Parbleu ! dans votre magasin. Dites donc, c’est ma fille !... Hein ! comment la trouvez-vous ?

VELOUTÉ, d’un air de mauvaise humeur.

Mais, dame ! fraîche et couleur de rose.

LEFRANC.

Eh bien ! ça doit vous faire plaisir, vous qui d’ordinaire voyez tout en noir... Elle est jolie, n’est-ce pas ?...

VELOUTÉ.

Hélas ! oui... mais je n’en suis pas plus content, parce que quand une femme est si jolie !... voyez-vous, ça va mal... père Lefranc, ça va bien mal !

LEFRANC.

Que le diable vous emporte !

VELOUTÉ.

Air : Pégase est un cheval qui porte. (Les Chevilles de maître Adam.)

Ça va mal, quand j’ vois l’abondance
Sur nos coteaux, dans nos guérets ;
Ça va mal, lorsque sur la France
Le ciel répand tous ses bienfaits ;
Ça va mal, quand rien n’est à craindre
Pour not’ pays, pour notre bien.

LEFRANC.

Mon Dieu, que nous serions à plaindre
Si vous disiez que tout va bien !

VELOUTÉ.

Pour moi, je vous préviens que je suis au bout de mon rouleau et que je compte me retirer du commerce dès que j’aurai mis un peu d’ordre dans mes papiers.

LEFRANC.

Ah ! vous vous retirez ?...

VELOUTÉ.

Hélas ! oui... avec une soixantaine de mille francs.

LEFRANC.

En papier ?

VELOUTÉ.

Non, en écus !... Ça ne va pas assez bien pour moi, voyez-vous ; mais je sais que vous avez chez vous des étrangers et j’espère leur repasser mon fonds de magasin... mes papiers nids d’amour... mes papiers cachemire, mes papiers chinois ; enfin, je leur en ferai voir de toutes les couleurs.

LEFRANC.

À la bonne heure... Je vous leur ferai parler... et à ce soir le contrat.

VELOUTÉ.

Sans contredit... Mais vous m’assurez toujours que votre auberge est en plein rapport, bien fréquentée, bien achalandée ? Sans cela, point de noce !

LEFRANC.

Soyez tranquille... Je ne manque pas de monde, j’en ai plus que je n’en veux... J’ai ici des échantillons de toute l’Europe... Et tenez, vous pouvez en juger.

 

 

Scène IV

 

JULIETTE, LEFRANC, M. VELOUTÉ, JAMES, paraissant à droite

 

JAMES.

Le déjeuner de mylord ?

UN DOMESTIQUE ALLEMAND, paraissant à gauche.

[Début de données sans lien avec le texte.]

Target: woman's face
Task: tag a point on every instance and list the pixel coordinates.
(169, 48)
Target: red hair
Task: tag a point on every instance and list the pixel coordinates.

Le técheuner de la baronne ?

UN COSAQUE, avec une serviette à la main.

Le décheunement à nous?

VELOUTÉ, à part.

Ah ! ils déjeunent tous, ça commence bien.

LEFRANC.

Vous le voyez, je ne vous ai pas trompé... Qu’on serve le roastbeef de mylord, la choucroute de M. le baron et le chocolat de M. Sonikoff.

 

 

Scène V

 

JULIETTE, LEFRANC, M. VELOUTÉ, BLINTHAL, SONIKOFF

 

On apporte une table servie.

BLINTHAL et SONIKOFF.

Air du vaudeville de Bedlam.

Le déjeuner nous attend ;
Amis, mettons-nous à table ;
De ce repas agréable
Ne retardons pas l’instant.

SONIKOFF.

Mais la France, en vérité,
Est un pays de Cocagne ;
Les grâces et la beauté
Vous y versent le Champagne.

BLINTHAL et SONIKOFF.

Le déjeuner nous attend, etc.

JULIETTE.

Eh bien ! où est donc sir Johnson ? il n’est point ici !

BLINTHAL.

Moi ché savoir bien... Il hafre pas foulu tuer lui hier au soir, barce qu’il était trop tard, et hafre sans doute remis à cet matin.

JULIETTE.

Ah ! mon Dieu ! serait-ce pour cela qu’il serait sorti ?

SONIKOFF, se levant.

Je cours prévenir, s’il est possible...

BLINTHAL.

Va... ça être pien vu.

 

 

Scène VI

 

JULIETTE, LEFRANC, M. VELOUTÉ,  BLINTHAL, SONIKOFF, JOHNSON, entrant froidement, les mains derrière le dos

 

JULIETTE.

Ah ! le voici !... le voici lui-même ! Fi, monsieur, que c’est mal à vous de nous faire ainsi des frayeurs mortelles ! nous étions bien inquiets de vous, je vous assure.

JOHNSON.

Vraiment !... le petite, il était inquiet ; allons, je avé bien fait de pas tuer moi ce matin, je ferai mieux tantôt... James... approchez le déjeuner.

VELOUTÉ.

Ne pourrait-on vous parler ?

JOHNSON.

Pas dans ce moment.

VELOUTÉ.

C’est pour un mot.

JOHNSON.

Pas pour une syllèbe.

VELOUTÉ.

Mais encore...

JOHNSON.

Eh ! laissez-moi.

LEFRANC.

Laissez-les tranquilles ; et puisqu’ils déjeunent, je vous conseille d’en faire autant.

VELOUTÉ.

Mais je voulais lui montrer mes papiers chinois auparavant.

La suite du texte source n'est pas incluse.